4 - il danno non patrimoniale riconosciuto, dovendo ristorare integralmente la sofferenza subita, è stato correttamente liquidato unitariamente (Cass. SSUU 26972/2008) ma è il risultato di più voci descrittive: danno biologico e (testualmente) "danni non patrimoniali diversi da quelli morali" (quindi diversi dal patema d'animo, sofferenza transeunte). Pur non essendo esplicita, si può affermare la S.C. abbia riconosciuto una cospicua parte delle somme liquidate a titolo di danno esistenziale. Ed invero, è agevole pensare agli sconvolgimenti della vita quotidiana che la famiglia ha dovuto subire per diversi mesi.

 

 

n.d.r. - È pur vero che il caso non ha precedenti specifici (in termini giuridici), ma in termini di cronaca l'iniziativa spontanea della maestra d'asilo del caso sopra esposto (soggetto non qualificato per questa attività e per trarre simili conclusioni) evoca fatti e vicende giudiziarie accaduti in scuole materne nazionali, in cui le maestre hanno dovuto subire procedimenti penali per presunti abusi sessuali e altre gravi imputazioni, poi rivelatesi infondate.

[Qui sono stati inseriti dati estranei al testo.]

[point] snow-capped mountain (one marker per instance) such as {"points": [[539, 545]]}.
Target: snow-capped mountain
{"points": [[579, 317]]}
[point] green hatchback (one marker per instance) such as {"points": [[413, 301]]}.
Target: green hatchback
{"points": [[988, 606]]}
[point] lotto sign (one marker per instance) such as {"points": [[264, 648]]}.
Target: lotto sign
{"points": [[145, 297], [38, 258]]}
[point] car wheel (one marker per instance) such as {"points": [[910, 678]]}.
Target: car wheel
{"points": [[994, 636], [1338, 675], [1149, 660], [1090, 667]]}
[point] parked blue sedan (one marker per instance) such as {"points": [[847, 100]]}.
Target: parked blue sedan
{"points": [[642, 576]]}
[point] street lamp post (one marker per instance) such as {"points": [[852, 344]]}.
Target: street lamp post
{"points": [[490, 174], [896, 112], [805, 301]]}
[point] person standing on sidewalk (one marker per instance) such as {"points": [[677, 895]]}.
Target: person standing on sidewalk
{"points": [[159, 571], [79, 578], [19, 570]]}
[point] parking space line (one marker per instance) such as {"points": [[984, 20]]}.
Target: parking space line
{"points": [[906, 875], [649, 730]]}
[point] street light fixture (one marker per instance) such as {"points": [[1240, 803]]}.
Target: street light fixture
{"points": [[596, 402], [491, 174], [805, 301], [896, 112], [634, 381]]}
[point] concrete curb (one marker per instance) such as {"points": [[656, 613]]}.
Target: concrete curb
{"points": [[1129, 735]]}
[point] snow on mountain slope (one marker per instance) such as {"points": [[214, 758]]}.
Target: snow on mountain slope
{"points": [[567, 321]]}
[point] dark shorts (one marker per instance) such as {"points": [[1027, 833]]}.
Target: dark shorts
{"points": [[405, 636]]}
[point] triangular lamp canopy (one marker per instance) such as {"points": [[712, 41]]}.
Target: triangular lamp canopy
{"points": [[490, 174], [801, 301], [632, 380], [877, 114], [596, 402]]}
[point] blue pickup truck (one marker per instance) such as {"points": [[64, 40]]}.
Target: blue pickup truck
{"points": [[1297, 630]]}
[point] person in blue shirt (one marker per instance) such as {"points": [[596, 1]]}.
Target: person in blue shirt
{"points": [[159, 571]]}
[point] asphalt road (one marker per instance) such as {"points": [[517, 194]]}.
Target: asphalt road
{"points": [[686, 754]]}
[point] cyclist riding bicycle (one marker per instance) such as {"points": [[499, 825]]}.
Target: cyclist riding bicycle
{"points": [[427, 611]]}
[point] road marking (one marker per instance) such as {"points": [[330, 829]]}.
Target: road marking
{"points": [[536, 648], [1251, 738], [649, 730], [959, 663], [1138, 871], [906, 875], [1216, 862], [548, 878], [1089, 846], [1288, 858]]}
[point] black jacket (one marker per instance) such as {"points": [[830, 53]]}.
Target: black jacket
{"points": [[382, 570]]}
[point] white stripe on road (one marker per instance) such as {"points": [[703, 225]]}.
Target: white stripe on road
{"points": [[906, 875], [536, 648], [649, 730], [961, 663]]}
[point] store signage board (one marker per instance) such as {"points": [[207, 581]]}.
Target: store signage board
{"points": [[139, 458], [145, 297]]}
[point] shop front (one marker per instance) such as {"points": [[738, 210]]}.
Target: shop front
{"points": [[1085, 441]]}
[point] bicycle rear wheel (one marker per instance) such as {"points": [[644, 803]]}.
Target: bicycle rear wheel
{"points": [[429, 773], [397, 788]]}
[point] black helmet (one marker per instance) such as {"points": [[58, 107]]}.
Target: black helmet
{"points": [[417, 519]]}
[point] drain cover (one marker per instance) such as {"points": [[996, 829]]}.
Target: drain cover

Vicende nate da "indagini" approssimative condotte dalle madri dei bambini stessi, con interrogatori condotti a modo loro sui propri figli, andando ad alimentare un turbine dannoso con risvolti a tratti grotteschi (basti ricordare alcuni dettagli... ). L'eco mediatico di tali vicende ha influito molto, sia sulle convinzioni di quelle persone, sia sulle determinazioni della magistratura inquirente.